Paris, le samedi 14 octobre 2023 – Première femme homosexuelle au gouvernement, Sarah El Haïry a décidé de médiatiser sa grossesse par PMA.
Plus de deux ans après l’adoption de la dernière loi de bioéthique, qui a ouvert l’accès de la procréation médicalement assistée (PMA) aux couples de femmes et aux femmes seules, la fameuse « PMA pour toutes » n’a encore connu que peu d’applications pratiques, faute à des délais d’attente très long et à une pénurie de gamètes.
Au dernier pointage, réalisé le 2 août dernier pour les deux ans de l’adoption de la loi, la réforme n’avait abouti qu’à 444 grossesses et à la naissance que de 21 enfants. Parmi ces quelques centaines de futures mères, l’une a pu assister personnellement à l’adoption de cette loi qui allait changer sa vie, puisqu’il s’agit de la secrétaire d’Etat chargée à la biodiversité Sarah El Haïry.

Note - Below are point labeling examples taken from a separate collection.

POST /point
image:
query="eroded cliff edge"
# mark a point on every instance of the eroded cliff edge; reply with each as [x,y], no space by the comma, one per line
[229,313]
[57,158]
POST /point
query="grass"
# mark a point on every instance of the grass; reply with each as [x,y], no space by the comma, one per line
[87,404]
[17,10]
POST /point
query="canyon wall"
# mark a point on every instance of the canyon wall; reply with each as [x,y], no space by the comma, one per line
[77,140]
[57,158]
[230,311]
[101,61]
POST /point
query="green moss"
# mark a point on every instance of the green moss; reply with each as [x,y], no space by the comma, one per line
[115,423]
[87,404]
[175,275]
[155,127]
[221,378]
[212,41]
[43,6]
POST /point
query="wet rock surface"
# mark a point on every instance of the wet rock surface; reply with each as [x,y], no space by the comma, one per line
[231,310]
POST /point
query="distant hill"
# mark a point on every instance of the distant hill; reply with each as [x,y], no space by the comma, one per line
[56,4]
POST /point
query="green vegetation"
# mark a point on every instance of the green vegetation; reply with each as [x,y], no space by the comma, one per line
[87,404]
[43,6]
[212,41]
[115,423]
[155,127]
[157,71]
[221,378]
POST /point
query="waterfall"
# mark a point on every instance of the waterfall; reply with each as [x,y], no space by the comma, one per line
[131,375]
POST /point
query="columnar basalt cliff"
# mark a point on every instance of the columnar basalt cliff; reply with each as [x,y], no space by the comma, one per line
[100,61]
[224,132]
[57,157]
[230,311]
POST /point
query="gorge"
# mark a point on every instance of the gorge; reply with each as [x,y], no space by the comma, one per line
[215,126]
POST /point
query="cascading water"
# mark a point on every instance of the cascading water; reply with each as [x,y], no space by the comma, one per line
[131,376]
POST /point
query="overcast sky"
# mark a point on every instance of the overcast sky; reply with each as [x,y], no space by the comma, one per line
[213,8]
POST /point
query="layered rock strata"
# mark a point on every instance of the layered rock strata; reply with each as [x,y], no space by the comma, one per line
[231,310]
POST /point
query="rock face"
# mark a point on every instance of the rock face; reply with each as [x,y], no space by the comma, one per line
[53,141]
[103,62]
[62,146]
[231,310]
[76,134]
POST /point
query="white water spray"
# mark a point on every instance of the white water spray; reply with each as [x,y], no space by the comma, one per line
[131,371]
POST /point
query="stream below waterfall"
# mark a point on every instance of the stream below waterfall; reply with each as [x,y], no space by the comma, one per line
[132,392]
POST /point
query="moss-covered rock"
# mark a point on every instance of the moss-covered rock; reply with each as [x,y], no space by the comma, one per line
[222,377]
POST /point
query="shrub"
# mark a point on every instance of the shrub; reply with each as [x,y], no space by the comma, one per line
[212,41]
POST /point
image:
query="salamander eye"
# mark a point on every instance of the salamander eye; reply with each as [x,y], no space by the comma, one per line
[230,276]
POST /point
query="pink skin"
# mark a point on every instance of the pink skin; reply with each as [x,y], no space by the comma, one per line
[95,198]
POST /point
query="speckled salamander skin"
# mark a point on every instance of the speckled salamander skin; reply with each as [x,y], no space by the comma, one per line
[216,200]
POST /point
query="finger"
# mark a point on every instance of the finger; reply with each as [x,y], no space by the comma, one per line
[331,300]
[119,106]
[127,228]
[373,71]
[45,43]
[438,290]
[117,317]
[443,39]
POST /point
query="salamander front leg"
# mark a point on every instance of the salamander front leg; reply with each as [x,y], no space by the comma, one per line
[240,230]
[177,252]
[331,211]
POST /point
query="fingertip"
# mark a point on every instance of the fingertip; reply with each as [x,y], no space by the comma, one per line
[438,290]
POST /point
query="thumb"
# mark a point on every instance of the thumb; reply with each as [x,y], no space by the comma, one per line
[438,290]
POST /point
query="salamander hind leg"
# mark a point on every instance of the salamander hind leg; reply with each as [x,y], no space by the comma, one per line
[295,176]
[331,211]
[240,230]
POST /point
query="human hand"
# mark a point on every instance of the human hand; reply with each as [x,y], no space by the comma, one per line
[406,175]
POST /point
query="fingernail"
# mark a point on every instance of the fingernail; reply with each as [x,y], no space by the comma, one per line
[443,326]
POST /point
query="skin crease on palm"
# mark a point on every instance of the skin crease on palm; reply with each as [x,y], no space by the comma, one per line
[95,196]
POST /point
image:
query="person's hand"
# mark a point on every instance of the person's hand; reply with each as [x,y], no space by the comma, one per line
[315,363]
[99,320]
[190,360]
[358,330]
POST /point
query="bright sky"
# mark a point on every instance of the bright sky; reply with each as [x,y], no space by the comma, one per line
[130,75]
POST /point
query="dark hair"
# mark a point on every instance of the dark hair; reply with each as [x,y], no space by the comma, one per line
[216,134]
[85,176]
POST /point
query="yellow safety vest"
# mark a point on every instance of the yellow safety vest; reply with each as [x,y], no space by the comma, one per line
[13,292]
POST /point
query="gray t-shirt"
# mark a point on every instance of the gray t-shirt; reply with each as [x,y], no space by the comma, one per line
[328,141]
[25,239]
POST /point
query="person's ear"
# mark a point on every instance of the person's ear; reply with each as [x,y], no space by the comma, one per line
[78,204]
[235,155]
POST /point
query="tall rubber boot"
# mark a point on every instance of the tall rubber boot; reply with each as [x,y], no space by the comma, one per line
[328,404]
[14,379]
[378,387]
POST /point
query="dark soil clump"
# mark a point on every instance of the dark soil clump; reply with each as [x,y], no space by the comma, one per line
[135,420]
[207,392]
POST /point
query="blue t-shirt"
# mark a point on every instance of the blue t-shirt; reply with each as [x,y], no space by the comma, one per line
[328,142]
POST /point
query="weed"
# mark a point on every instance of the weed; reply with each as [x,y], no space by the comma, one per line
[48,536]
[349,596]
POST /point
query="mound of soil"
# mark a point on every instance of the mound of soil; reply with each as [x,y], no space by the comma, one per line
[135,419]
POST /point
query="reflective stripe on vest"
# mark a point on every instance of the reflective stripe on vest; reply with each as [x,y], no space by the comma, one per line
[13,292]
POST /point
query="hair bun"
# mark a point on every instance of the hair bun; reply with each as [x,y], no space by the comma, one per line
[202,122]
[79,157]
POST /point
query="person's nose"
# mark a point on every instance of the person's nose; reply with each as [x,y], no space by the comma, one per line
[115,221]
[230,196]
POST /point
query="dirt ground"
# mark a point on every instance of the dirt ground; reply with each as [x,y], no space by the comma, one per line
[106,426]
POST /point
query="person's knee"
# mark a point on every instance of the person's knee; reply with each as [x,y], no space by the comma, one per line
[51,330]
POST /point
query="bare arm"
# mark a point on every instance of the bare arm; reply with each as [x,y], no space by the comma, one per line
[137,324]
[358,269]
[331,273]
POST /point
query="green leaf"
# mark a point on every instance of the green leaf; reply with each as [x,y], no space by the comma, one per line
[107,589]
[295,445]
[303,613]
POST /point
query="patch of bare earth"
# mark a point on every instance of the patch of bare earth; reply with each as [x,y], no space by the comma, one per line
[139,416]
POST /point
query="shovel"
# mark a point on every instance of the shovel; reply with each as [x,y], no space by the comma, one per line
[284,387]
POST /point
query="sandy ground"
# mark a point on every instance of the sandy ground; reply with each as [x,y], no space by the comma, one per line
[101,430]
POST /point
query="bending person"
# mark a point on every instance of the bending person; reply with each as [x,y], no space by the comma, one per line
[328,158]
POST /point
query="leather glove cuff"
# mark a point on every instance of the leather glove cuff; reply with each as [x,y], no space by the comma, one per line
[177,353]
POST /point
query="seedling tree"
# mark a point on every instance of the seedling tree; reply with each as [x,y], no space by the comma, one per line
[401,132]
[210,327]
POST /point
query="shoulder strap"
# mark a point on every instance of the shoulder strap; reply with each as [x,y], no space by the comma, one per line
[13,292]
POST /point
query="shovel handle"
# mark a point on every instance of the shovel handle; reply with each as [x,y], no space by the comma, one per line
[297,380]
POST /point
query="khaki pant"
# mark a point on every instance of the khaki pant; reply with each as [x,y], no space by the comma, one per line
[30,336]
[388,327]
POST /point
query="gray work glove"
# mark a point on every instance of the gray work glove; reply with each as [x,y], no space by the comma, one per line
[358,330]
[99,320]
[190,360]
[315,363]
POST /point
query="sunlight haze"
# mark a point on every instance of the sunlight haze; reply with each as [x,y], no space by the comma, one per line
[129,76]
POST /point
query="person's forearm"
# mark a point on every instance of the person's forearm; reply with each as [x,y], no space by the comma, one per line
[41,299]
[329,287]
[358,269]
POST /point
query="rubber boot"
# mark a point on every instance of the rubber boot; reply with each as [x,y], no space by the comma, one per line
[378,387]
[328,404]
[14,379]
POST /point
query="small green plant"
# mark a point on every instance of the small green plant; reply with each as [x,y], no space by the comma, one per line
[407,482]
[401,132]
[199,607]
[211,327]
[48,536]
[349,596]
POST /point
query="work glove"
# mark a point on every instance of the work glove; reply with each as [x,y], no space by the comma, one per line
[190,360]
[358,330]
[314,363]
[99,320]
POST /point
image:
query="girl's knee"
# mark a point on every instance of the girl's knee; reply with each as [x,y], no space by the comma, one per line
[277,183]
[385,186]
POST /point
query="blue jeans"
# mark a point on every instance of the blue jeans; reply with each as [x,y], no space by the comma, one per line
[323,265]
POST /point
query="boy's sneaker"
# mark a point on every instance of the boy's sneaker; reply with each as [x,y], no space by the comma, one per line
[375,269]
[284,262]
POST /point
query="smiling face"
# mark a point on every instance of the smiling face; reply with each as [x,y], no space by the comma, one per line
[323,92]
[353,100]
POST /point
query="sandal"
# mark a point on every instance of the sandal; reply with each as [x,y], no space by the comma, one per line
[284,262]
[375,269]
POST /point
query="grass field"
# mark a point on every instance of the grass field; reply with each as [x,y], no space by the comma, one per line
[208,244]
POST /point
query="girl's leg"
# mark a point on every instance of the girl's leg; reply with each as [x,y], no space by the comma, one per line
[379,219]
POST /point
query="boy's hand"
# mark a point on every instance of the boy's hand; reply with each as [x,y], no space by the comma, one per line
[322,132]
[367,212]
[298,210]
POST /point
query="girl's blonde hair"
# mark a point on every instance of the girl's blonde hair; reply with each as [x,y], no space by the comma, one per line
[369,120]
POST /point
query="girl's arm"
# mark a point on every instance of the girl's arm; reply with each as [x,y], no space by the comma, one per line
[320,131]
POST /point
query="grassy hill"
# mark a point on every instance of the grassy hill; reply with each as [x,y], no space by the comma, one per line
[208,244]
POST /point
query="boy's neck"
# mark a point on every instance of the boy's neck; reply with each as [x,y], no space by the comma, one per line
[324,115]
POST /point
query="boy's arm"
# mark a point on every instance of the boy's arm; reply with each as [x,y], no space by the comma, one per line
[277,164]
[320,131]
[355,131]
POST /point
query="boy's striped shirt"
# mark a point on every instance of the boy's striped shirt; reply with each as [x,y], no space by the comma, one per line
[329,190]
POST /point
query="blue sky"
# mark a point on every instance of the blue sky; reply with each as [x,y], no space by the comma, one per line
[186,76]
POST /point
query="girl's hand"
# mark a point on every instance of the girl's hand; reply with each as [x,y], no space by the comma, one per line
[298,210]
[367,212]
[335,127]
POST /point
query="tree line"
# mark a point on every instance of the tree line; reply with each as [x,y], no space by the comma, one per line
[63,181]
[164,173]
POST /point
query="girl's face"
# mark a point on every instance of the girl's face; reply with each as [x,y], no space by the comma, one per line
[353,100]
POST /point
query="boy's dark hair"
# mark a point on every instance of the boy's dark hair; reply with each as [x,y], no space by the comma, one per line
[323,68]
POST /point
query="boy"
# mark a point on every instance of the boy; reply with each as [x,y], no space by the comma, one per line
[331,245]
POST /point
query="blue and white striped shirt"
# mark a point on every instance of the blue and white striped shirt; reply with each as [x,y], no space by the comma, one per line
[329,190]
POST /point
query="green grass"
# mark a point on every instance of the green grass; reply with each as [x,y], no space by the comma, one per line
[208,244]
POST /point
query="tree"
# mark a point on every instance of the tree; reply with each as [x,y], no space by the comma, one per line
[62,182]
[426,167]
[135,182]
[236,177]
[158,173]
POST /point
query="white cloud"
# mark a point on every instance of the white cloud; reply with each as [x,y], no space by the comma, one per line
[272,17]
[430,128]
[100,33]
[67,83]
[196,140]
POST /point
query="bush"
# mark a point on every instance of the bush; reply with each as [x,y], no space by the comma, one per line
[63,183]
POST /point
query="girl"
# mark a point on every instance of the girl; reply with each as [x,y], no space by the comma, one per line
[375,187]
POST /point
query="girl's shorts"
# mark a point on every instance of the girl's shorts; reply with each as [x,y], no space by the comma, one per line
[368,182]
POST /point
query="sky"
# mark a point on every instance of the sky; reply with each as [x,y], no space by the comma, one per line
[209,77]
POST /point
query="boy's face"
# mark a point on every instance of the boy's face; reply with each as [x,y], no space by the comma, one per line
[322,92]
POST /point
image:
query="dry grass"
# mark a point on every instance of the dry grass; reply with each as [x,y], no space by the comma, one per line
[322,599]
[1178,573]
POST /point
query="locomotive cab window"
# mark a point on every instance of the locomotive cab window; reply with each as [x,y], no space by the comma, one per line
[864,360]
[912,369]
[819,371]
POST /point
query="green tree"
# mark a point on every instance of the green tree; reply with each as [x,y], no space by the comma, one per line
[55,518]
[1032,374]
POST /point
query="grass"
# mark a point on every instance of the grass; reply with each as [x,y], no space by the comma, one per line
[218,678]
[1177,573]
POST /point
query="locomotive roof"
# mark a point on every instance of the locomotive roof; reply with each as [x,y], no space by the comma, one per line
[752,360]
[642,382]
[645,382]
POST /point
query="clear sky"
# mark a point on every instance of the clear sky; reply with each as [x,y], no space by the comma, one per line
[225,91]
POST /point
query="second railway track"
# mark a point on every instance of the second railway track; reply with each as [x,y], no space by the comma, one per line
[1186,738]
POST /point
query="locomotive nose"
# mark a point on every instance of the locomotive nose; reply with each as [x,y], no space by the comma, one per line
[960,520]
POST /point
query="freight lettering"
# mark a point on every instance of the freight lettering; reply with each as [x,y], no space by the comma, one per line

Un coming-out très discret
La jeune ministre franco-marocaine de 34 ans, co-benjamine du gouvernement (elle est née le même jour que le ministre de l’Education Nationale Gabriel Attal) a en effet annoncé dans une interview à la Tribune du dimanche (nouveau journal créé par les dissidents du Journal du dimanche) avoir été enceinte grâce à une PMA et attendre un heureux évènement avec sa compagne Pauline.
La jeune femme, qui a occupé le poste de secrétaire d’Etat à la jeunesse de 2020 jusqu’au remaniement ministériel de juillet dernier, n’a pourtant pas l’habitude de mettre en avant sa vie privée. C’est d’ailleurs incidemment qu’elle avait révélé son homosexualité dans une interview à Forbes en avril dernier, devenant la première lesbienne déclarée membre d’un gouvernement en France. Au détour d’une phrase, la ministre avait en effet évoqué sa « compagne ».
Depuis, l’ancienne militante UMP finalement élue députée en 2017 à seulement 28 ans sous l’étiquette du Modem, a malheureusement subi son lot d’insultes homophobes sur les réseaux sociaux. Des attaques qui l’ont convaincu de mettre sa situation en avant et sa PMA. « Nous vivons un moment important, l’arrivée prochaine d’un enfant, je veux le dire haut et fort, montrer que c’est possible pour deux femmes en couple » explique la ministre.
Deux ans après l’adoption de la loi sur la PMA, qui a suscité des débats parfois houleux, mais bien plus apaisés que ceux sur le mariage homosexuel, la jeune femme se félicite évidemment de l’adoption de cette loi. « Les couples lesbiens et les femmes seules n’ont plus à se rendre à l’étranger pour se faire aider, mais il reste cependant des batailles à remporter dans notre société pour l’acceptation de tous » commente-t-elle.
Une marraine présidentielle
Dans cet interview accordé à ce nouveau journal, Sarah El Haïry détaille son parcours et le soutien reçu par le Pr Jean-Marc Ayoubi, chef du service de gynécologie obstétrique à l’hôpital Foch de Suresnes, notamment connu pour avoir réalisé la première greffe utérine en France. Après un premier échec, sa seconde FIV a finalement été la bonne. « Nous avons eu de la chance, car en région parisienne, il n’y a pas de pénuries de gamètes, ce qui n’est pas le cas partout en France, malheureusement » commente la ministre, qui raconte que l’épouse du Président de la République Brigitte Macron est la première à avoir connu la bonne nouvelle.
L’ouverture de la PMA aux lesbiennes et aux femmes seules a fait exploser les demandes, passant de 2 000 demandes par an en moyenne à 15 000 supplémentaires depuis l’entrée en vigueur de la loi. Les centres d’aide médicale à la procréation sont débordés, les délais d’attente s’allongent (14 mois en moyenne alors que le gouvernement avait promis 6 mois maximum au moment de l’adoption de la loi) et surtout les stocks de gamètes sont insuffisants. Pour ne rien arranger, le gouvernement a récemment annoncé que les paillettes de sperme prélevés avant le 1er septembre 2022, soit avant l’entrée en vigueur de la levée de l’anonymat pour les donneurs de sperme, devront être détruites d’ici le 31 mars 2025.
La fille de Sarah El Haïry devrait voir le jour d’ici la fin de l’année. Quelle sera la durée du congé parental que prendra la ministre ? On se rappelle qu’en 2009, la ministre de la Justice Rachida Dati avait participé à un Conseil des ministres seulement cinq jours après la naissance de sa fille.